Laboratory of Experimental Hematology and Stem Cells, Institute for Medical Research, University of Belgrade, Belgrade, Serbia.
Laboratory for Immunochemistry, Institute for Medical Research, University of Belgrade, Belgrade, Serbia.
Dev Dyn. 2022 Jan;251(1):105-124. doi: 10.1002/dvdy.339. Epub 2021 Apr 8.
Transforming growth factor-beta1 (TGF-β1) plays a crucial role in tumor progression. It can inhibit early cancer stages but promotes tumor growth and development at the late stages of tumorigenesis. TGF-β1 has a potent immunosuppressive function within the tumor microenvironment that largely contributes to tumor cells' immune escape and reduction in cancer immunotherapy responses. Likewise, myeloid-derived suppressor cells (MDSCs) have been postulated as leading tumor promoters and a hallmark of cancer immune evasion mechanisms. This review attempts to analyze the prominent roles of both TGF-β1 and MDSCs and their interplay in cancer immunity. Furthermore, therapies against either TGF-β1 or MDSCs, and their potential synergistic combination with immunotherapies are discussed. Simultaneous TGF-β1 and MDSCs inhibition suggest a potential improvement in immunotherapy or subverted tumor immune resistance.
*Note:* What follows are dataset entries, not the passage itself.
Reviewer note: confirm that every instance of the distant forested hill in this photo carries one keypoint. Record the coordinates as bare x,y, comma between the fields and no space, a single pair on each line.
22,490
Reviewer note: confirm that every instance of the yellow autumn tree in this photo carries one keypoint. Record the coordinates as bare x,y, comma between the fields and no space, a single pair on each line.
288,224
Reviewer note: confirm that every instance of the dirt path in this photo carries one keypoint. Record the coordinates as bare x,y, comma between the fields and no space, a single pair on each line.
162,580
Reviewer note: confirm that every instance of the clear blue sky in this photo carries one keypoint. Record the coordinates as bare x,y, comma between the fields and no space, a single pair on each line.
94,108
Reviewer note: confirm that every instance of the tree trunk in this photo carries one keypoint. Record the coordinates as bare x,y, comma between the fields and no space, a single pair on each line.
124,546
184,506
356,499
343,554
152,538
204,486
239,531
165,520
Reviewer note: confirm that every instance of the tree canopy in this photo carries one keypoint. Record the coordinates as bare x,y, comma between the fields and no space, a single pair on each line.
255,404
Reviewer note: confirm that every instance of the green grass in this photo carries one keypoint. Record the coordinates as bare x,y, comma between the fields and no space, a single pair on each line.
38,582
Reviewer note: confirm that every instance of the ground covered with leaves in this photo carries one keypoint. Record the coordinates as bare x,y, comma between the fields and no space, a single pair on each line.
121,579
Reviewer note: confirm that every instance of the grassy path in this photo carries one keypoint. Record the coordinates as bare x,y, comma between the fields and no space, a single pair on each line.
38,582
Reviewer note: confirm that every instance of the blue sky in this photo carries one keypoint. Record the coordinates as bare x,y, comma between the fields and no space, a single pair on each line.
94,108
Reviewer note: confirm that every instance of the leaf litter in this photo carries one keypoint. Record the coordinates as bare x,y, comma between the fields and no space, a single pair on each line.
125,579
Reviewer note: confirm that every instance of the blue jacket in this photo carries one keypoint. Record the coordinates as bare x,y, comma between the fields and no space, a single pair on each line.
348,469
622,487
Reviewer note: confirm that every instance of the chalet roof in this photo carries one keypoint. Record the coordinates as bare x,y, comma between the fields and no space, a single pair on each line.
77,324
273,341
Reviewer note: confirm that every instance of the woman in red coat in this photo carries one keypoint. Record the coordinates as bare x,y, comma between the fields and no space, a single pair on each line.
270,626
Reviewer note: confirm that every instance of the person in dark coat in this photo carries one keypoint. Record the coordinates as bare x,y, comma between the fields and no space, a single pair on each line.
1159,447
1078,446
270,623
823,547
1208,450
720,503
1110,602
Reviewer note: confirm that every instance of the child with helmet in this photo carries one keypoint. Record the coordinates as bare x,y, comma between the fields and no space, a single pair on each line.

转化生长因子-β1(TGF-β1)在肿瘤进展中起着至关重要的作用。它可以抑制早期癌症阶段,但在肿瘤发生的晚期促进肿瘤生长和发展。TGF-β1 在肿瘤微环境中具有强大的免疫抑制功能,这在很大程度上导致肿瘤细胞的免疫逃逸和癌症免疫治疗反应的减少。同样,髓源抑制细胞(MDSCs)被认为是主要的肿瘤促进剂和癌症免疫逃逸机制的标志。本综述试图分析 TGF-β1 和 MDSCs 的突出作用及其在癌症免疫中的相互作用。此外,还讨论了针对 TGF-β1 或 MDSCs 的治疗方法,以及它们与免疫疗法的潜在协同组合。同时抑制 TGF-β1 和 MDSCs 可能会改善免疫治疗或改变肿瘤的免疫抵抗。